Anthony Fayolle a lui aussi insisté sur la mobilisation autour de cette opération de solidarité. «Tout le monde a joué le jeu. On a su être solidaires» et d’ajouter «celui qui ne pouvait pas donner, a pris son tracteur pour le transport…». Les responsables sont unanimes : «on sort d’une année difficile notamment en lait, et pourtant les gens ont su se serrer les coudes et répondre. Ça fait plaisir de faire partie de ce monde…».
Notons que tous les agriculteurs du secteur ont été servis. Cette opération a permis, outre de remplir un peu les granges, de redonner un peu de baume au cœur à ceux qui ont beaucoup perdu.

Les dossiers de l’automne
Que ce soit pour le syndicalisme comme pour la Chambre d’Agriculture, les responsables savent que la partie n’est pas terminée. Dès cet automne, ils seront à pied d’œuvre pour engager les dossiers pour les indemnisations de pertes de fourrages, et ensuite pour les pertes de fonds.
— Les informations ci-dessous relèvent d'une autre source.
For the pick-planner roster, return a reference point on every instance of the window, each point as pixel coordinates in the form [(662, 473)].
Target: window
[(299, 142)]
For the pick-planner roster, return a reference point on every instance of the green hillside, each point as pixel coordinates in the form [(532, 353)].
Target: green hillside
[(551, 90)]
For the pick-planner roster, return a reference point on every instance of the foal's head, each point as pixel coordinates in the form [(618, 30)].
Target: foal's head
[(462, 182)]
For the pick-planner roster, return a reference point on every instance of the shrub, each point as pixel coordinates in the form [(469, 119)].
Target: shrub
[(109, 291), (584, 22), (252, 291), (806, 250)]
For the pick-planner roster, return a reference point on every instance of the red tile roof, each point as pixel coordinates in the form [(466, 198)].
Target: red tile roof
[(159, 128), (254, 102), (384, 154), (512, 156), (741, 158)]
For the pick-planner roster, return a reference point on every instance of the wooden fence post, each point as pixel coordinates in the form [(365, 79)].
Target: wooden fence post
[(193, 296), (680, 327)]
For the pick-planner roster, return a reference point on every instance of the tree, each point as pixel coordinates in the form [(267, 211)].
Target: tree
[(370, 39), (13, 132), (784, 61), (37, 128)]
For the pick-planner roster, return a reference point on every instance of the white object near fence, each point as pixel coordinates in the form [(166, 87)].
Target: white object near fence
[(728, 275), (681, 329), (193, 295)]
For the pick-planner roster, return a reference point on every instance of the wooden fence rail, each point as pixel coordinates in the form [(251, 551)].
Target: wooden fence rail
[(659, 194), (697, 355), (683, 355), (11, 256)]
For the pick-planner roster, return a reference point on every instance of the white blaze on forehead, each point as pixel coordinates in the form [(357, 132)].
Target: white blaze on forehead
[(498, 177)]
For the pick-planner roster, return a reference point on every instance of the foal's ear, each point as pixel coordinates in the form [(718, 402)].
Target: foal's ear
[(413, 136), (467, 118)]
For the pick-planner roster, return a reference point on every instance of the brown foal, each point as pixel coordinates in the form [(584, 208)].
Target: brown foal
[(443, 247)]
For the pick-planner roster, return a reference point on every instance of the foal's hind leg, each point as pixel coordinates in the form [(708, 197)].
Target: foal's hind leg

Laurent Duplomb précise que très vite la profession a saisi le Préfet qui a activé une cellule de crise afin de faire classer les communes sinistrées en catastrophe naturelle, ce qui permet de déclencher le principe de «perte de fonds». Rappelons que 18 communes ont été classées.
Quant aux pertes de fourrages, là aussi «on a pris rang au niveau national», précise Laurent Duplomb. Les expertises de-vraient avoir lieu en automne.
Pour toute la zone sinistrées, le président de la Chambre a donné un chiffre de 5 à 6 millions d’euros d’estimation de dégâts en cumulant les pertes sur récoltes (prairies, céréales et lentilles) et pertes de fonds. Un chiffre colossal, auquel bien sûr viennent s’ajouter les frais de remise en état des voiries et autres installations à la charge des communes, et du département.
Le mot de la fin revient à Laurent Duplomb qui souligne que les agriculteurs ont pour habitude, «après une mauvaise récolte, de resemer en espérant que l’année suivante sera meilleure». Et c’est ce que l’on souhaite à tous…

En chiffres
• 4 300 : nombre total de bottes de foin livrées aux agriculteurs sinistrés au terme de l’opération au 1er août,
• 55 : nombre de tracteurs qui se sont déplacés avec du fourrage jusque dans la zone sinistrée,
• 46 : nombre de camions livrés,
• 6 : gendarmes escortant chacun des 6 gros convois de tracteurs.